Com efeito, não constituem prisões em sentido estrito: i) a condução coercitiva de testemunha; ii) o seqüestro e o cárcere privado (CP, art. 148); iii) a condução do acusado para interrogatório; iv) a obrigação de permanência em localidade determinada ou a detenção em edifício não destinado a acusados ou condenados por crimes comuns, durante o estado de sítio (CF, art. 139, I e II); v) condução de alguém à delegacia, por particulares, no exercício da prerrogativa prevista no art. 301 do CPP, por fato que, em tese, não tem a menor possibilidade de constituir crime (v.g. dar "voz de prisão" e conduzir alguém à delegacia porque estava simplesmente sorrindo) e vi) em geral, quando não houver presença dos elementos constitutivos mínimos [01] da prisão em flagrante, preventiva ou temporária (v.g. "prisão preventiva" decretada por um médico).

Tais situações não constituem prisão em sentido técnico-processual, porque não se subsumem ao suporte fático hipotético das normas jurídicas que prevêem os elementos constitutivos mínimos – elementos nucleares – dos atos prisionais contemplados pelo ordenamento jurídico brasileiro (princípio da tipicidade), não superando o plano da existência do fato jurídico prisão. Entretanto, nenhuma lesão ou ameaça de lesão ao direito fundamental de liberdade de locomoção poderá ser excluída da apreciação do Poder Judiciário (CF, art. 5º, XXXV).

Vê-se, pois, que privação de liberdade de locomoção é gênero do qual a prisão é espécie. Portanto, poderá haver privação à liberdade de locomoção sem que exista necessariamente prisão em sentido estrito.

Por fim, é importante destacar que em face das alterações introduzidas pelas Leis 11.689/2008 e 11.719/2008, o rol de prisões processuais ficou adstrito a apenas três modalidades: i) prisão em flagrante (CPP, arts. 301 a 310); ii) prisão preventiva (CPP, arts. 311 a 316) e iii) prisão temporária [02] (Lei nº. 7.960/1989). Foram abolidas a prisão decorrente da decisão de pronúncia e a prisão decorrente de sentença condenatória recorrível.
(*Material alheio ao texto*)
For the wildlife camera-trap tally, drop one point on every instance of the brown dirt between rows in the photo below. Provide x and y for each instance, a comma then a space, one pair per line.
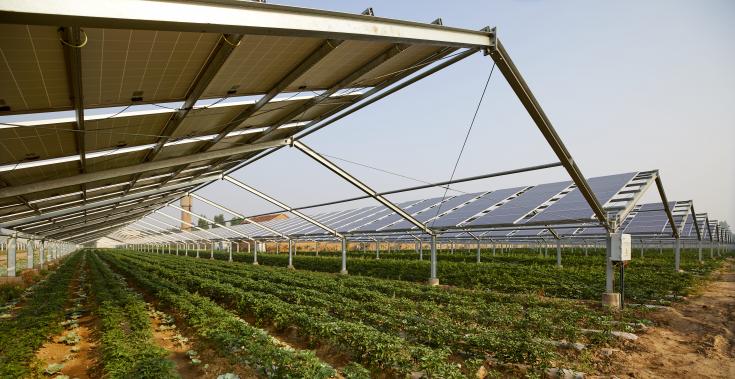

2. PENDÊNCIA DE RECURSO SEM EFEITO SUSPENSIVO E PRISÃO PROVISÓRIA – O ATUAL ENTENDIMENTO DOS TRIBUNAIS DE SUPERPOSIÇÃO (STF E STJ).

A Constituição dirigente de 1988 positivou expressamente o princípio da não-culpabilidade ou da presunção de inocência, ao conclamar que "ninguém será considerado culpado até o trânsito em julgado de sentença penal condenatória" (CF, art. 5º, LVII).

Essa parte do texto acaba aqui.